# Inverse Image under Order Embedding of Strict Upper Closure of Image of Point

## Theorem

Let $\struct {S, \preceq}$ and $\struct {T, \preceq'}$ be ordered sets.

Let $\phi: S \to T$ be an order embedding of $\struct {S, \preceq}$ into $\struct {T, \preceq'}$

Let $p \in S$.

Then:

- $\map {\phi^{-1} } {\map \phi p^{\succ'} } = p^\succ$

where $\cdot^\succ$ and $\cdot^{\succ'}$ represent strict upper closure with respect to $\preceq$ and $\preceq'$, respectively.

## Proof

Let $x \in \map {\phi^{-1} } {\map \phi p^{\succ'} }$.

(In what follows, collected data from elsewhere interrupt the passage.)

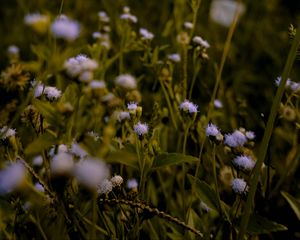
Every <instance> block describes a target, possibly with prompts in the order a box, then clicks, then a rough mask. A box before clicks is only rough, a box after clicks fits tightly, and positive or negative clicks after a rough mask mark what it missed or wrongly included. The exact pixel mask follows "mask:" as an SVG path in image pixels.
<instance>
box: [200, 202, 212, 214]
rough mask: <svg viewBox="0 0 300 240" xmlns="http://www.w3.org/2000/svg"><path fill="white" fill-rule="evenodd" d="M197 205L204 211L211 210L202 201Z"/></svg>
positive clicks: (209, 207)
mask: <svg viewBox="0 0 300 240" xmlns="http://www.w3.org/2000/svg"><path fill="white" fill-rule="evenodd" d="M199 207H200V209H202V210H203V211H205V212H209V211H210V210H211V209H210V207H209V206H207V204H206V203H205V202H203V201H201V202H200V204H199Z"/></svg>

By the definition of inverse image:

- $\map \phi x \in \map \phi p^{\succ'}$

By the definition of strict upper closure:

- $\map \phi p \prec' \map \phi x$

Since $\phi$ is an order embedding:

- $p \prec x$

Thus by the definition of strict upper closure:

- $x \in p^\succ$

and so:

- $\map {\phi^{-1} } {\map \phi p^{\succ'} } \subseteq p^\succ$

Let $x \in p^\succ$.

By the definition of strict upper closure:

- $p \prec x$

Since $\phi$ is an order embedding:

- $\map \phi p \prec' \map \phi x$

Thus by the definition of strict upper closure:

- $\map \phi x \in \map \phi p^{\succ'}$

Thus by the definition of inverse image:

- $x \in \map {\phi^{-1} } {\map \phi p^{\succ'} }$

and so:

- $p^\succ \subseteq \map {\phi^{-1} } {\map \phi p^{\succ'} }$

Thus by definition of set equality:

- $\map {\phi^{-1} } {\map \phi p^{\succ'} } = p^\succ$

$\blacksquare$